I’ve also learned a lot from landscape photography masters William Neill and G. Brad Lewis (aka Volcanoman).
As a group, I’ve been excited to see the development of the new Sony Artisans of Imaging program. I’m a big fan of mirrorless camera systems and love that Sony has been able to attract top pros like Bob Krist (whose travel photography I greatly admire). Of course, Sony doesn’t only make mirrorless cameras; their Alpha DSLRs are really competing head-to-head with some of the best systems from Canon and Nikon.
Photoshop, specifically? No list of influences would be complete without a tip of the hat to illustrator Bert Monroy.
Side note: if you want to see some really kick-ass Photoshop illustration, Smashing Magazine put together a nice roundup here: http://www.smashingmagazine.com/2009/11/26/100-photoshop-illustrations-by-artists-around-the-world/
It’s worth pointing out that the great artists I’ve chosen here all find ways to continue honing their craft and pushing the boundaries. They also use new technology to its greatest effect without being overly dependent on it. In the end, developing your unique vision is far and away the most important thing.
What social networks do you like most? Which present good examples of Photography the best?
In many ways, Facebook is horrible, but in terms of sheer audience size it’s still relevant for creatives. I always recommend that photographers and artists who post work on Facebook link to images on your own site instead of uploading anything directly to Facebook.
500px is a great sharing site. It presents photographs beautifully. SmugMug was one of the first and is still one of the best. I choose to ignore Instagram altogether.
What is your prediction of the evolution of social networks? How do you think these networks will showcase artists and Photographers better in the future?
‘Social’ increasingly means ‘mobile’. I predict many more photographers will be uploading photos directly from their cameras (and/or phones) to social sharing sites. This might mean more photos are not being edited, or are being edited quickly and on-the-fly, either in-camera or on the smartphone (a la Instagram). Or, social photography sites could start to take on more of the editing stage of the workflow, as well.

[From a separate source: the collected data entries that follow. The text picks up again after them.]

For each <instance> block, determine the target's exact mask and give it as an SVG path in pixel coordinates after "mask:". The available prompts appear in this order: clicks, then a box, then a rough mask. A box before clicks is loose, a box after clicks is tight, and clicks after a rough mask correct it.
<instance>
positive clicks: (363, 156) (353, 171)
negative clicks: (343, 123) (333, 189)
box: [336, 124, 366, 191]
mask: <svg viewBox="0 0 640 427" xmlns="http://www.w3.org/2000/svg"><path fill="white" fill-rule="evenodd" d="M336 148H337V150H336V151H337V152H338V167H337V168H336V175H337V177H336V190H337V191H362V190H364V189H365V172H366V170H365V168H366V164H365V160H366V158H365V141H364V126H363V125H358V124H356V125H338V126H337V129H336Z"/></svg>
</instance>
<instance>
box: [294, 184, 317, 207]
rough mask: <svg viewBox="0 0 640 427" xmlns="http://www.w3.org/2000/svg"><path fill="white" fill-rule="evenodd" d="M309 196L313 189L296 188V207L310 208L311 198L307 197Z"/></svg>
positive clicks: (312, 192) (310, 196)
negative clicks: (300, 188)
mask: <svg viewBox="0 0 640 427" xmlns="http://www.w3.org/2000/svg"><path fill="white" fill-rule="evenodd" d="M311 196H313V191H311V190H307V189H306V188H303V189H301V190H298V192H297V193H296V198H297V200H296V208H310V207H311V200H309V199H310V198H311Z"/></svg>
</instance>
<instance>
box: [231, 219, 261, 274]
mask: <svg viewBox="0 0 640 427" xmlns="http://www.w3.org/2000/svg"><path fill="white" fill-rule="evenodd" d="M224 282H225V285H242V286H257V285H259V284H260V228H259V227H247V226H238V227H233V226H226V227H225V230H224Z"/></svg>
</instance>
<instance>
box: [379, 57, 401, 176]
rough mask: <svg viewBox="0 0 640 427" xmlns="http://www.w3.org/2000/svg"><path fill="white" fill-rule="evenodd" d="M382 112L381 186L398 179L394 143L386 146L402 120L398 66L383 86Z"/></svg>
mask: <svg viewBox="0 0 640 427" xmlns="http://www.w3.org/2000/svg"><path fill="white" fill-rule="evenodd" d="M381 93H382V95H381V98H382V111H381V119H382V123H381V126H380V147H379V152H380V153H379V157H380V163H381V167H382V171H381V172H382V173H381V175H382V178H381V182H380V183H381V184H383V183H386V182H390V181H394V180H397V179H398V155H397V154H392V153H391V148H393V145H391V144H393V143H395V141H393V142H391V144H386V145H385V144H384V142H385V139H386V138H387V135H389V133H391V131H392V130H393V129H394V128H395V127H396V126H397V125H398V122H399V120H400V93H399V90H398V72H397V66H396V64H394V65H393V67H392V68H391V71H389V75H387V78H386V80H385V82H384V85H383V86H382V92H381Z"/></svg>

I think what could be really unfortunate in all of this is the overwhelming adoption of ‘push button editing’, where people click a button to let the software ‘polish’ the picture automagically. My concern is that people will be thinking less and less about the creative aspects of photography. Instead, it could go the way of ‘see it, snap it, share it’ and speed will become more important than quality.
Maybe most of the people who share images this way aren’t serious or professional photographers anyway, but the trend toward instant gratification ultimately means people will be thinking less about the creative process in general.
The upside of this is that more and more ‘impressive moments’ will be shared instantly. The documentary or photojournalism aspect of photography benefits greatly from social and mobile tech. (It’s really just the ‘fine art’ aspect that might suffer.)
Overall, there’s no doubt that the more ubiquitous imaging technology becomes, the less people will value it. But, hopefully, the positive outcome of all of this might be that the content of images again becomes the most important thing.
What predictions do you have for the future of Photoshop and Lightroom?
Same as with social media, imaging software like Photoshop and Lightroom will move increasingly off the desktop and onto mobile devices. At the moment, we’re in a bit of a lull after what has been a couple decades of massive and rapid advances in imaging technology. Most of the current development has to do more with communications technology, rather than imaging itself. This might change with the arrival of seemingly elusive technologies like quantum computing and holography, but for the time being, people seem to be much more interested in what they can do with their pictures than with how they are created.